Entre les allées se trouvent six bassins, tellement disposés que l’eau tombe continuellement de l’un dans l’autre. Au centre du dernier bassin est une maison d’été, haute de deux étages, et entourée de fontaines. Le nombre des fontaines est de soixante-dix en tout.

Le reste du jardin offre une multitude d’arbres fruitiers : quelques-uns sont plantés si près les uns des autres que le soleil a de la peine à y pénétrer en plein midi ; aussi y trouve-t-on un abri fort agréable contre la chaleur.

Les murailles de la maison d’été sont couvertes de sentences en vers persans, sur l’inconstance de la fortune.

Les personnes qui venoient nous voir le plus fréquemment, étoient Mirza-Géramné-Khan, fils d’un grand seigneur persan, et Moubla Behramund, tous deux fort instruits.

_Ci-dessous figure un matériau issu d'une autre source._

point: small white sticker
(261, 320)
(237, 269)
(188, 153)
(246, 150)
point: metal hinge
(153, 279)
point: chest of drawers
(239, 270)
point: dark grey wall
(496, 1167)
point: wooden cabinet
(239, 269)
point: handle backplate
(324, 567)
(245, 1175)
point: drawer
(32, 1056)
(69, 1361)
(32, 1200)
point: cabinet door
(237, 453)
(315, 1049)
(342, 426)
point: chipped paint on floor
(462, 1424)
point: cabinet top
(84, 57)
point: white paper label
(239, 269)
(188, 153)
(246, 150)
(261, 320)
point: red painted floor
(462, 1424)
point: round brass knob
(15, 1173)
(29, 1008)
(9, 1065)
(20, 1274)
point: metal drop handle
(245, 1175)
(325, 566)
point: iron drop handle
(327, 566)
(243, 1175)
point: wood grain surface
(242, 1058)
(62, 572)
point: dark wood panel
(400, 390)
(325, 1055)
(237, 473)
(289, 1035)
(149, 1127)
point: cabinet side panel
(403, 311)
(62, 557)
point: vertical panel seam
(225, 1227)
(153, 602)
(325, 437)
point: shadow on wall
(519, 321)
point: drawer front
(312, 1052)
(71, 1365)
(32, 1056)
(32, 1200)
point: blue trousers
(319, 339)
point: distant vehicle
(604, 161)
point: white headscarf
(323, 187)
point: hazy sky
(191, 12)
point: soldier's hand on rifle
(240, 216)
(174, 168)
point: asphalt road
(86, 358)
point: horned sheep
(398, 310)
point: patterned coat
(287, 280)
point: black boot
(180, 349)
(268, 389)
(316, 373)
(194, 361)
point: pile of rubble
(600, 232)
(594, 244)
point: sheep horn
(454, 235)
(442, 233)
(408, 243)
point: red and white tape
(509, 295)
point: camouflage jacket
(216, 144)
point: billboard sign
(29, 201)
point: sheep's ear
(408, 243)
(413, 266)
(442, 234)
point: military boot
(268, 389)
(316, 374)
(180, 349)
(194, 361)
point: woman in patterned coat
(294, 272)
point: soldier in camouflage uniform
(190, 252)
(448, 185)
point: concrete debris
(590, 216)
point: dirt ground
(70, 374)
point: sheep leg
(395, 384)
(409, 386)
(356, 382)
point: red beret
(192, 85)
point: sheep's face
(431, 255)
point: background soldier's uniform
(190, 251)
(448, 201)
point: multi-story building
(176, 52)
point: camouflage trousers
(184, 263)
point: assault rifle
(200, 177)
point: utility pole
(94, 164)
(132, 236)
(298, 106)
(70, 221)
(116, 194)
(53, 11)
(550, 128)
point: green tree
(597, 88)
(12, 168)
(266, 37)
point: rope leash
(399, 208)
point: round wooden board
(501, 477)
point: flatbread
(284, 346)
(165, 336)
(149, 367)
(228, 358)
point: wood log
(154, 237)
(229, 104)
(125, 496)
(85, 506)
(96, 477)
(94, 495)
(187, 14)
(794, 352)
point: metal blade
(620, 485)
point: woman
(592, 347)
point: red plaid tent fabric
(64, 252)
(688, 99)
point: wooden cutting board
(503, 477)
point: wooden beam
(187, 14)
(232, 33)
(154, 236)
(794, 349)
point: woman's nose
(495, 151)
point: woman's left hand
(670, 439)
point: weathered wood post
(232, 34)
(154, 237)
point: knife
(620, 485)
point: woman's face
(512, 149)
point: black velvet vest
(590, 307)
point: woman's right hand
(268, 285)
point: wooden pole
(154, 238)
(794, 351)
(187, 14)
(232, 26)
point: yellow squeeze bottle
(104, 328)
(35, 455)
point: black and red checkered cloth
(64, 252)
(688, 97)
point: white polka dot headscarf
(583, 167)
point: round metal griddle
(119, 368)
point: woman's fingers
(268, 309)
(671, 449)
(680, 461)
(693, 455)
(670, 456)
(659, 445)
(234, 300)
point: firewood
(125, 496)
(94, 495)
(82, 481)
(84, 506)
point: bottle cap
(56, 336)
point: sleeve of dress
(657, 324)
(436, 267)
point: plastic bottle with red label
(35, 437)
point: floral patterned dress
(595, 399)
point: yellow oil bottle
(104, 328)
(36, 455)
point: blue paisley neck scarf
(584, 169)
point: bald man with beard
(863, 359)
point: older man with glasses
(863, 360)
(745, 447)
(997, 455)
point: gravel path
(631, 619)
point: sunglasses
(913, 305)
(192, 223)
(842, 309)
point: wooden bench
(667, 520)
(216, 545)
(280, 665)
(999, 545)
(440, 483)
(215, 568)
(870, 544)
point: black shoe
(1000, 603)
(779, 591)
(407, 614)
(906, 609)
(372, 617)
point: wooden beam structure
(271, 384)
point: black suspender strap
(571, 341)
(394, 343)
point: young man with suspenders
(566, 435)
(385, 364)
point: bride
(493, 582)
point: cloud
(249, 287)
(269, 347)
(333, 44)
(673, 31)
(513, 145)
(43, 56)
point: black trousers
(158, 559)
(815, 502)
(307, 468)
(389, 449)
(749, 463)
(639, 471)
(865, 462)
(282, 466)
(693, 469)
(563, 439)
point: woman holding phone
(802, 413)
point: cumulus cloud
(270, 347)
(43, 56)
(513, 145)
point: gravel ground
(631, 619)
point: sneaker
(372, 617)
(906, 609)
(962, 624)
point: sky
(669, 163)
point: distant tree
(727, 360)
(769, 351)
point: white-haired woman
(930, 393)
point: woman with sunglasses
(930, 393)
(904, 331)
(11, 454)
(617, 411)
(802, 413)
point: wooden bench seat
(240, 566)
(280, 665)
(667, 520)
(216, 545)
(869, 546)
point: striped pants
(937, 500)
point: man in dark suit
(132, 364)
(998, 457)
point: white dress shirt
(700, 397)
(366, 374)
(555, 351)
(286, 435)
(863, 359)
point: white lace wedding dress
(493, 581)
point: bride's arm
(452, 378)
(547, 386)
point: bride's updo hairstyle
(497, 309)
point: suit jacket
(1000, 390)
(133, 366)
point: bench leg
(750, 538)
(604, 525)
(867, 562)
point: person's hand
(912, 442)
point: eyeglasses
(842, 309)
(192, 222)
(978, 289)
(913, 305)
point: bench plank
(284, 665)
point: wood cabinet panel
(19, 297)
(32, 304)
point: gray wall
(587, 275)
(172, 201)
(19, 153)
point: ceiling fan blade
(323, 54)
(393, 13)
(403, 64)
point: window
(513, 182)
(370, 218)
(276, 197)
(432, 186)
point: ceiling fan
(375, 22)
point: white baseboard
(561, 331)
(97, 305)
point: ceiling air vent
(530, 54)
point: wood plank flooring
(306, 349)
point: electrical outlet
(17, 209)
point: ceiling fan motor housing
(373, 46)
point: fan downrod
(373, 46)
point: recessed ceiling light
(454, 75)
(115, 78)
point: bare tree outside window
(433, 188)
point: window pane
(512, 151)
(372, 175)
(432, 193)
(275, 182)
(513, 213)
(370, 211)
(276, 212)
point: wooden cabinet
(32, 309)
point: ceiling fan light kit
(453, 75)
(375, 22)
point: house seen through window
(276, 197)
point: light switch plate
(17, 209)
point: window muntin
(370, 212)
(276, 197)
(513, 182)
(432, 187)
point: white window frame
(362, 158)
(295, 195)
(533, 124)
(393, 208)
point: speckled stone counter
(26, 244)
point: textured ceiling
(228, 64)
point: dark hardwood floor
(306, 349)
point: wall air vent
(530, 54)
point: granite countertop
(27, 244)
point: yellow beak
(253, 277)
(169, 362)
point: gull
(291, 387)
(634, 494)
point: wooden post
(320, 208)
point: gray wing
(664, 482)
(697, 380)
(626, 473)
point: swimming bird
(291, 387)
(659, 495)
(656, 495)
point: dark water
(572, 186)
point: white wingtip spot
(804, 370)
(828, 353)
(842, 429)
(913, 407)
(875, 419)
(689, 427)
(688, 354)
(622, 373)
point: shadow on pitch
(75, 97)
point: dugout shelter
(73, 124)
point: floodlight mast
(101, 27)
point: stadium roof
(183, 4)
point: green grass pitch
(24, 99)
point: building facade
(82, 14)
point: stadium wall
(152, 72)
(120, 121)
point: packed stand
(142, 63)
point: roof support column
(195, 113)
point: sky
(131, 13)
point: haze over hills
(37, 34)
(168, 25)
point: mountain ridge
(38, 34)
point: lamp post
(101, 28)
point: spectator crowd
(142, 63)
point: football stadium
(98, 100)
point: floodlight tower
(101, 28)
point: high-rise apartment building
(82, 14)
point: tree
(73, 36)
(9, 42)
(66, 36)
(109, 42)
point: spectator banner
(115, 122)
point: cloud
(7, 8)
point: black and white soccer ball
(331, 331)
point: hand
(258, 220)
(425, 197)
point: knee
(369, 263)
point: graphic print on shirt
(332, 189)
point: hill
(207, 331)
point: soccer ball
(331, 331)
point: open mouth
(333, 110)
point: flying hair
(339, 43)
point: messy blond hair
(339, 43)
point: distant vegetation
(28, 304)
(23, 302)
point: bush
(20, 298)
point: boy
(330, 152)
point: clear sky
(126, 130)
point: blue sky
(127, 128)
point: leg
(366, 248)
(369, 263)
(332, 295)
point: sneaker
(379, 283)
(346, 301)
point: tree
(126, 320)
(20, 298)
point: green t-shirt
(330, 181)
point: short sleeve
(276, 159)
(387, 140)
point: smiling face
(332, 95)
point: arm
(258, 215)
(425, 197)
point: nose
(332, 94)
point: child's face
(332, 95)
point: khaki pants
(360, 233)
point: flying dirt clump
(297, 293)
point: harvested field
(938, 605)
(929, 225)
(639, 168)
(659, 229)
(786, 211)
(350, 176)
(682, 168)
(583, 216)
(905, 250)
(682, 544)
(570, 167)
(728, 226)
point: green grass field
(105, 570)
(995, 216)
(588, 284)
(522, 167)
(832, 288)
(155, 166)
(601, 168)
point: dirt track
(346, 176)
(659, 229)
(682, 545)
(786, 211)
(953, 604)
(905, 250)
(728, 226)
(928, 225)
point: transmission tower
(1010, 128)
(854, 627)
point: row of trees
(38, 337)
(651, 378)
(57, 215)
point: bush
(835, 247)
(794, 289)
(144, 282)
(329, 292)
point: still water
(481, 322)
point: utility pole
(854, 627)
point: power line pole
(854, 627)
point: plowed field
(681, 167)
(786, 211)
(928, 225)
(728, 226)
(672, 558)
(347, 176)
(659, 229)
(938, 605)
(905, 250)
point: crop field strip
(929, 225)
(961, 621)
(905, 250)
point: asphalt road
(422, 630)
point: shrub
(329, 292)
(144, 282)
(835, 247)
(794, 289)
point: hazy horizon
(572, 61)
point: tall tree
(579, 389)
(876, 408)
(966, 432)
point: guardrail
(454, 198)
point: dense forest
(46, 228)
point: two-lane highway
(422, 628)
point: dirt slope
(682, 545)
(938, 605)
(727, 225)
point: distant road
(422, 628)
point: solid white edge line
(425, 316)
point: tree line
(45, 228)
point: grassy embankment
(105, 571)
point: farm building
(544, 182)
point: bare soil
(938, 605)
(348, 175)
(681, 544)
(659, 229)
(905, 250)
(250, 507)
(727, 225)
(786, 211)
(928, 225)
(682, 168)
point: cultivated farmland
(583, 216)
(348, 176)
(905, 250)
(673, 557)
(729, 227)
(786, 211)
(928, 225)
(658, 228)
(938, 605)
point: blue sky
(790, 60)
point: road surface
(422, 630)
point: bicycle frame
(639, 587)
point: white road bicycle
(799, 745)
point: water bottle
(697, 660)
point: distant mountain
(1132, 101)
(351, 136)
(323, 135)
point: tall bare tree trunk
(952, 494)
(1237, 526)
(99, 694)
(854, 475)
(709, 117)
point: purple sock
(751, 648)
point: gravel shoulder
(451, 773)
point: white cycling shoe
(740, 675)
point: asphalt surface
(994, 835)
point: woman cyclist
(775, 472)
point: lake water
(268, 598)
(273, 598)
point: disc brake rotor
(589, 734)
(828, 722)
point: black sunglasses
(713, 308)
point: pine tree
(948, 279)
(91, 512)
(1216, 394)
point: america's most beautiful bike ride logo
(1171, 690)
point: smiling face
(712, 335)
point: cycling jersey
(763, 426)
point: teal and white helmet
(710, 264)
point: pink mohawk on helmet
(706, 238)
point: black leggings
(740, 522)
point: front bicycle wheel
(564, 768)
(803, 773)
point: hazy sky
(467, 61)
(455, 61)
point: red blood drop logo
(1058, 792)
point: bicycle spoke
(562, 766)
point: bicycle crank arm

Parmi les visites que je fis, je ne dois pas oublier celle que j’allai faire à un homme qui avoit la réputation de saint, et qui s’appeloit Schaikh-Swuz. Le roi et son premier ministre vont souvent le voir, mais ils ne consentent jamais à s’asseoir devant lui, quelques instances qu’il puisse leur faire.

Je me rendis à son petit jardin ; voyant à une certaine distance quelques personnes bien habillées, je me disposois à les saluer, lorsque quelqu’un qu’un près de moi me donna le bonjour. En me retournant j’aperçus un vieillard vêtu comme un journalier, et qui paroissoit occupé à travailler à la terre : c’étoit le saint en question ; les autres personnes étoient des seigneurs qui se tenoient à une certaine distance par respect ; il y avoit parmi elles un jeune homme, frère de la reine, et fils d’un ancien visir. Le saint nous fit asseoir sur des mottes de terre qu’on venoit de retourner, et parla de toutes sortes de choses, excepté de religion. Il s’exprimoit avec volubilité, sans affecter les airs d’un béat : la seule chose où il mit de l’affectation, ce furent ses regrets de n’avoir rien à nous offrir, et la proposition d’envoyer chercher à l’auberge de quoi nous donner à diner.

  1. On sait que ces derniers fleurissent en toute saison.